July 6, 2002
MEDIA CONTACT: Trent Stockton
Hepatitis C Infection Does Not Alter HIV Progression or Treatment
Editors' Note: Richard Chaisson, M.D., professor of medicine in the division of infectious diseases at Hopkins, presented these findings at a July 6 press conference in conjunction with the XIV International AIDS Conference in Barcelona, Spain.
Resolving conflicting reports about the effect of hepatitis C virus infection on the progression of HIV disease, a Hopkins study of nearly 2,000 HIV patients shows that hepatitis C does not increase risk of death, accelerate the development of AIDS, or curb the value of antiretroviral HIV therapy.
Historically, and for unknown reasons, patients with hepatitis C are less likely to receive so-called highly active antiretroviral therapy, or HAART, than are those without hepatitis C, according to the report published in the July 10 issue of The Journal of the American Medical Association (JAMA), a theme issue on HIV/AIDS. Patients with both hepatitis C and HIV infections experience relatively high rates of AIDS and death. In the Hopkins study, these patients did just as well on HAART as patients with HIV alone.
"Among patients prescribed HAART, we found no evidence that hepatitis C virus infection substantially alters the virologic or immunologic response to potent antiretroviral therapy. Hepatitis C virus infection should not be a barrier to aggressive antiretroviral therapy in HIV patients," said lead author Mark Sulkowski, M.D., assistant professor of medicine in the division of infectious diseases, and medical director of the Center for Viral Hepatitis at Hopkins.
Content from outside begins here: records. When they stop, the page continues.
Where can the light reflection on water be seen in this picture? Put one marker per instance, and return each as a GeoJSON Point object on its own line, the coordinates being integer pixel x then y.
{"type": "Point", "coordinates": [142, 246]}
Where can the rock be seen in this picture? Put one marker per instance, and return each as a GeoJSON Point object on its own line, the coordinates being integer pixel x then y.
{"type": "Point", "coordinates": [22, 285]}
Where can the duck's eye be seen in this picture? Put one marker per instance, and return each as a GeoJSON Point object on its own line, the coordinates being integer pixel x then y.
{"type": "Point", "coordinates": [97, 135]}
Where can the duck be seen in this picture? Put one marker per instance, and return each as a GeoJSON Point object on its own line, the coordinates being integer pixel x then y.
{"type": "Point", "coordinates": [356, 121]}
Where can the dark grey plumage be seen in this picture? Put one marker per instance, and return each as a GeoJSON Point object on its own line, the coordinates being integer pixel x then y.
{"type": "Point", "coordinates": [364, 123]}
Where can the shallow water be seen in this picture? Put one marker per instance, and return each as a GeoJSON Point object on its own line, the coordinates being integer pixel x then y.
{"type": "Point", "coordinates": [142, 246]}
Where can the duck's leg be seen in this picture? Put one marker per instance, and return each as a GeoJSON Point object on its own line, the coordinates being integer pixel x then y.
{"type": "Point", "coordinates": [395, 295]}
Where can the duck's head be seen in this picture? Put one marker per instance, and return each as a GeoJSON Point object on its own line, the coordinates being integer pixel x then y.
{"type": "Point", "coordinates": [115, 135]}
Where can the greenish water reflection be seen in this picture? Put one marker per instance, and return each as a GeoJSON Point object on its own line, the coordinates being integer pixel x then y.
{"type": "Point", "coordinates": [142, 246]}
Scientists have known for some time that HIV can make hepatitis C worse and increase the progression of hepatitis C-related liver disease, but the verdict was out on how, and to what degree, hepatitis C affects HIV. In the United States and Europe, an estimated 16 percent to 30 percent of those with HIV also have hepatitis C due to shared methods of transmission, such as injection drug use. In Baltimore and other major cities, these numbers can be as high as 50 percent or more.
The Hopkins study included 1,995 patients enrolled between January 1995 and January 2001 at the Moore HIV Clinic of The Johns Hopkins Hospital. All were HIV positive but did not have AIDS when they entered the study, and 45 percent also had hepatitis C infection. Clinic visits and laboratory evaluations were performed at regular intervals. Patients given HAART were seen four weeks after starting treatment, and then every 12 weeks for at least two years. CD4 cell count, used to measure the strength of the immune system, was monitored at 1-year, 2-years, and 3-years following the initiation of therapy.
The researchers could not find any increased risk of the development of AIDS, death, or CD4 cell count decline among those with both HIV and hepatitis C infection, compared with those with HIV alone, according to the study.
"Our findings highlight the importance of delivering effective HIV care to patients with hepatitis C," said Sulkowski.
Other authors of the study are Richard Moore, M.D., Shruti Mehta, Ph.D., M.P.H., and David Thomas, M.D., all from Hopkins. The study was supported by grants from the National Institute on Drug Abuse and the National Institute on Allergy and Infectious Disease.